Unnamed: 0,Company Names,Locations,Years of experience,Min Years of Experience,Max Years of Experience,Skills,Salaries,Min Salary,Max Salary,Links
0,Sparks To Ideas,Ahmedabad (Gujarat),0 - 1 Years,0,1,"Core Python, Numpy, Pycharm, DJango, Machine L...",2.05 - 6.10 Lakhs,2.05,6.1,https://www.timesjobs.com/job-detail/hiring-fo...
1,LTIMindtree,Pune (Maharashtra),8 - 12 Years,8,12,Mandatory Skills : Dimensional Data ModelingGo...,,,,https://www.timesjobs.com/job-detail/data-scie...
2,World wide Immigration Service Llp,Luxembourg (Luxembourg),3 - 8 Years,3,8,"network engineer, network administrator, Netwo...",50.00 - 95.00 Lakhs,50.00,95.0,https://www.timesjobs.com/job-detail/network-e...
3,LTIMindtree,Pune (Maharashtra),8 - 12 Years,8,12,Mandatory Skills : Dimensional Data ModelingGo...,,,,https://www.timesjobs.com/job-detail/data-scie...

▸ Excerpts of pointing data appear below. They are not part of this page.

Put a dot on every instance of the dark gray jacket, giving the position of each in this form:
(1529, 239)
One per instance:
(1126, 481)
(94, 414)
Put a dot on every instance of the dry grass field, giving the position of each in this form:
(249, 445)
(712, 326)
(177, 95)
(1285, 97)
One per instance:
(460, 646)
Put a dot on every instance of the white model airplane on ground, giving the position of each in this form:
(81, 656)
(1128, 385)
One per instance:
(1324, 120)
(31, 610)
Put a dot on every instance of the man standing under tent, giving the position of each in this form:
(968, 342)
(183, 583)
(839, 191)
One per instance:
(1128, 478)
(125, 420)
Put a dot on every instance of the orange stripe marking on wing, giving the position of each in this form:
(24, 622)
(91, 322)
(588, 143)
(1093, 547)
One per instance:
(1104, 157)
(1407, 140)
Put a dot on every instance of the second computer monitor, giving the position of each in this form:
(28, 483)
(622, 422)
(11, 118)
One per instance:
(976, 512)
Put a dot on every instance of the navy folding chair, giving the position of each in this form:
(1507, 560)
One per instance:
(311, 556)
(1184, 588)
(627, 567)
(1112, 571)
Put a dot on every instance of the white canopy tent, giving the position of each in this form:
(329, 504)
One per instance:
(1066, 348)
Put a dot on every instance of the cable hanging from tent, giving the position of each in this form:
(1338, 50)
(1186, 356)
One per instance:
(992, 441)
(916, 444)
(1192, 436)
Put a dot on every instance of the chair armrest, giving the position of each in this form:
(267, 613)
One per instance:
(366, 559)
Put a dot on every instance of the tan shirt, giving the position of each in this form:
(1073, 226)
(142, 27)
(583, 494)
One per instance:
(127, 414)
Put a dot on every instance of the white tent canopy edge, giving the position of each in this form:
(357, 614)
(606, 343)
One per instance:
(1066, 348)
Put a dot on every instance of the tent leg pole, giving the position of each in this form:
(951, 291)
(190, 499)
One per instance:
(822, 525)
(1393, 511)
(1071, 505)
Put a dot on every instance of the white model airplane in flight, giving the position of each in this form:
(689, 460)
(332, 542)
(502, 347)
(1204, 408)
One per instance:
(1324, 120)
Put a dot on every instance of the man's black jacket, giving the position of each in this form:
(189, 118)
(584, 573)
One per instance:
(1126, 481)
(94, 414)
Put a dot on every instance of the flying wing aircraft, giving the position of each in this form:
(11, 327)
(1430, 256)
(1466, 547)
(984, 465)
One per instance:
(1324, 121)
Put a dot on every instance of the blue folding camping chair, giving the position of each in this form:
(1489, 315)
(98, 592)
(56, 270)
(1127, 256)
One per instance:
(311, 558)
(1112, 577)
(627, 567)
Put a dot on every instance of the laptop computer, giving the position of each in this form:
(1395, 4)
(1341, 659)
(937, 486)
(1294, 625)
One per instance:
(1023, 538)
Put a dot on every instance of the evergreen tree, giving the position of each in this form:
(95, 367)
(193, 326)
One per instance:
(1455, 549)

4,TALPRO INDIA PRIVATE LIMITED,Bengaluru/ Bangalore (Karnataka),5 - 15 Years,5,15,Python,15.30 - 30.60 Lakhs,15.30,30.6,https://www.timesjobs.com/job-detail/python-de...
...,...,...,...,...,...,...,...,...,...,...
163,LAKSH HUMAN RESOURCE,Mumbai (Maharashtra),1 - 3 Years,1,3,"rest, python, django, git",,,,https://www.timesjobs.com/job-detail/python-de...
164,zenga tv,Gurgaon (Haryana),2 - 5 Years,2,5,"python, django, html5, javascript",,,,https://www.timesjobs.com/job-detail/python-de...
165,SEVEN CONSULTANCY,"Navi Mumbai (Maharashtra), Mumbai (Maharashtra...",1 - 3 Years,1,3,"rest, python, storage",,,,https://www.timesjobs.com/job-detail/python-de...
166,INFINITY GROUP,Noida/ Greater Noida (Uttar Pradesh),2 - 5 Years,2,5,"python, css, django, html, bootstrap",,,,https://www.timesjobs.com/job-detail/python-de...



# End of Data Cleaning Notebook

The clean dataset can now be used in further analysis and visualizations.